In an apartment labeled 1119 in the exquisite city of Chicago lives Jenny Gillespie, her guitar and piano.

This week Jenny released her brilliant album, titled "Light Year". Here is a sweet little Q&A between Jenny and I with some glimpses into her life (click photos to enlarge).

Q: You've created a visual sanctuary of sorts in your bedroom with items that speak to you. Is there a particular item you own that you treasure enough to rescue in a fire? Your Mac and guitar don't count!

A: My small ivory Buddha that I bought in Austin, TX at a fabulous antique store called Uncommon Objects. I would hate for its laughing eyes and adorable belly to go. But most likely I would save my overstuffed box of letters and photos dating back from 1995.

Q: In addition to your musical talents, you are a gifted writer and published poet. I love the way you describe your lyrics: "short stories of long longing". Do you have a favorite fictional character from a short story, book or film?

A: Both of my favorite characters are older people who exude joy and wisdom. Mr. Emerson from "A Room with a View" is the wise fool who helps to unite his son, the misguided, moody George, and the repressed, virginal Lucy Honeychurch. In the book he has a ton of amazing one-liners about love, living fully, both humbly and juicily, such as "I don't care what I see outside. My vision is within! Here is where the birds sing! Here is where the sky is blue!"

My favorite character from a movie would probably be Maude from Harold and Maude. She represents to me total individuality, self-love and acceptance, joyful eccentricity, and a desire to connect to others, no matter how different you are from them. I would like to live that way, now and when I'm older.

Q: On the music front, is there a particular lyric you admire?

A: I love the lyrics of Joanna Newsom. I don't even think she's a lyricist---her songs could be published in book-form and they'd still be compelling. Oddly, one that I always come back to is uncharacteristically simple of her; the end of a verse in her song "Only Skin," where she's wailing "Be a woman, be a woman!" I sing that line to myself--maybe in times of torpor, when I need some sort of battle cry.

Q: You have a wonderfully eclectic & bohemian style. Do you have a particular garment or outfit that feels transformational?

A: Any time I put on a treasured dress, I feel immediately transformed. If I'm really in the mood to splurge, I will buy a fabulous party dress. I have a really neat floor-length, vintage floral-print Hawaiian dress from Store B in Wicker Park, all poppy-reds and tangerine-oranges, that I put on whenever the weather turns balmy, and I feel instantly lightened and ready to mingle.

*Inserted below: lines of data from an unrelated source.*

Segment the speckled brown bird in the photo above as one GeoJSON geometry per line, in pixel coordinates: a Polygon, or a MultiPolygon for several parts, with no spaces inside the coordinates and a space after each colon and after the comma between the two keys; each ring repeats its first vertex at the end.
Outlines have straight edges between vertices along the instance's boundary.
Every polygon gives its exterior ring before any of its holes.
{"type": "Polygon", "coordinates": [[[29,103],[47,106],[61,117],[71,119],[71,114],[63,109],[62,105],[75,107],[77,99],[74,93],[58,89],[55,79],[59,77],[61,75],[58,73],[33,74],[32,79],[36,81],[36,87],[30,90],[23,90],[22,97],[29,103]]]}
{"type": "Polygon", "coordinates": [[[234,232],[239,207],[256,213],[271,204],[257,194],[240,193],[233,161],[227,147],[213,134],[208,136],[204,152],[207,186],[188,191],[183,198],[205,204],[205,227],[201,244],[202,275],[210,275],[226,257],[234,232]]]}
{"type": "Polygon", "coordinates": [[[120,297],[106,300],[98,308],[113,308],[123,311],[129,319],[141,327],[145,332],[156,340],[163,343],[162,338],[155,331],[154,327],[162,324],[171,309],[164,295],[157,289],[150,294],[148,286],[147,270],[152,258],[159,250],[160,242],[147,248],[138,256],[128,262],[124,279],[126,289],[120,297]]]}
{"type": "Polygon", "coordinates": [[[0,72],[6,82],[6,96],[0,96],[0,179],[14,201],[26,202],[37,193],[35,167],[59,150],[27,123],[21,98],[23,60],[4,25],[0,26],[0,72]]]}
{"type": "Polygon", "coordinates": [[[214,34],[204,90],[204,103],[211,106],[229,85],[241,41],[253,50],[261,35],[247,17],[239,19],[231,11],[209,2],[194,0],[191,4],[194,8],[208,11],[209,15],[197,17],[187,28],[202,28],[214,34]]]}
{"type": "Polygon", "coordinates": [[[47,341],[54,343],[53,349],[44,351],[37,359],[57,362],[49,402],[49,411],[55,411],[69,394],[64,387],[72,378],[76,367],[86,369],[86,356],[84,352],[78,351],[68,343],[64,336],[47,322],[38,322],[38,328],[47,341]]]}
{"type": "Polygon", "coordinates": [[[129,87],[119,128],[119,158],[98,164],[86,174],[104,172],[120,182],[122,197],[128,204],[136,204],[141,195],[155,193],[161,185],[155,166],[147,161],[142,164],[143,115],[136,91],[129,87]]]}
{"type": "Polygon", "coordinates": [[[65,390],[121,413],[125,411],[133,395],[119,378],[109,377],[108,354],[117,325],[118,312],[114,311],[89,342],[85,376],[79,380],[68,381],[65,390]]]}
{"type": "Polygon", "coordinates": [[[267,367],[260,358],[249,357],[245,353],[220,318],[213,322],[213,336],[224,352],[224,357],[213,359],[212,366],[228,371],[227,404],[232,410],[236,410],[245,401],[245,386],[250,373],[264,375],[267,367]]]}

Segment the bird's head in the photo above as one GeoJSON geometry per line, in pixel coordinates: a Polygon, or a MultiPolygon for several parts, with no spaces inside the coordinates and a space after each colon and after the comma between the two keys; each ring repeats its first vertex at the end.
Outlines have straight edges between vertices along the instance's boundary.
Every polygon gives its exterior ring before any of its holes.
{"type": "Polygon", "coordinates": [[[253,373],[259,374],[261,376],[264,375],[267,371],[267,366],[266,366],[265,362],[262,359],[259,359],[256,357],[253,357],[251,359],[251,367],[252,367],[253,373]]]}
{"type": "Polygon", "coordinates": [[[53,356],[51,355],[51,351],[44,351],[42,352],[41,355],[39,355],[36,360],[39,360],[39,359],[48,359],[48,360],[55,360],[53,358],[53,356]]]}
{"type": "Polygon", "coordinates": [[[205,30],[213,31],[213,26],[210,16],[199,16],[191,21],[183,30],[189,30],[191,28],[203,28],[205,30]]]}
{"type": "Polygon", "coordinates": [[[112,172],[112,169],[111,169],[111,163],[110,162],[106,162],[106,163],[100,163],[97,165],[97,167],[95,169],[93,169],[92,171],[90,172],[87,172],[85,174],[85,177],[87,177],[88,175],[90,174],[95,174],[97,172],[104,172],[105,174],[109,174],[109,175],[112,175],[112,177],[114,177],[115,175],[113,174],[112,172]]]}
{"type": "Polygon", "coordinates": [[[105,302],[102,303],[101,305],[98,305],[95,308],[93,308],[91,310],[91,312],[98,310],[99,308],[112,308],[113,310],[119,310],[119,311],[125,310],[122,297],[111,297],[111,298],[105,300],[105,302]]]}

Q: You paint, embroider and are learning to knit. Who/what are some of your creative inspirations?

A: Painting is a weird thing for me. It usually comes very sporadically, and it comes from a deep, unruly place inside and I can be doing it for hours until the early morning, almost in a kind of trance. I incorporate collage and abstract mixed media--such a process was inspired by my lack of talent at realistic rendering. Painters like Wolf Kahn, Craigie Aitchison, Cy Twombly inspire me.

Embroidery is much more of a meditative, conscious ritual for me. There's something so soothing about the thread going in and out, and a neat little pattern slowly emerging on the fabric. Tilleke Schwarz' and Maira Kalman's work inspired me to try my own abstract designs and to incorporate words. I'm still not very good at it, and it takes so very long to do, but it's interesting that I came to it, because I consider myself a rather sloppy, spur-of-the-moment kind of artist.

Q: I'm charmed by this vase you purchased at the antique store in Austin - a town you lived in for several years. You've lived in many places across the US and are passionate about travel. Is there one place you've visited that seemed to be your soul-mate of destinations?

A: It sometimes gets a bad rap among urban-city dwellers, but I've always been drawn to Los Angeles and I could easily see myself setting up a little bungalow in Venice or Los Feliz. Something about the golden light, the cool nights, the canyons, the ocean, the Hollywood mystique (the old Hollywood mystique, at least!). I'm very intrigued by Laurel Canyon--but that might have been fueled by reading a history of the 60s and 70s music scene there, called Hotel California---a really juicy read for music nerds!

Q: Any favorite pearls of wisdom that you've acquired over the years?

A: From my grandmother, to have a sense of humor and stay busy and connected to others my whole life long. From my friend Dawn, that we can create our lives and intention in each moment. From my friend Tom Prasada-Rao, a fellow singer & songwriter, "KISS: keep it simple, stupid". From my friend Irene, I can say I'm not clumsy, and I won't be clumsy. From my friend Amy, get a hair cut and buy some new lipstick when I'm feeling the blahs. From you, to be patient with my personal and artistic growth, and to light candles in my bathroom when guests come over.

Jenny performing at our October, 2008 wedding.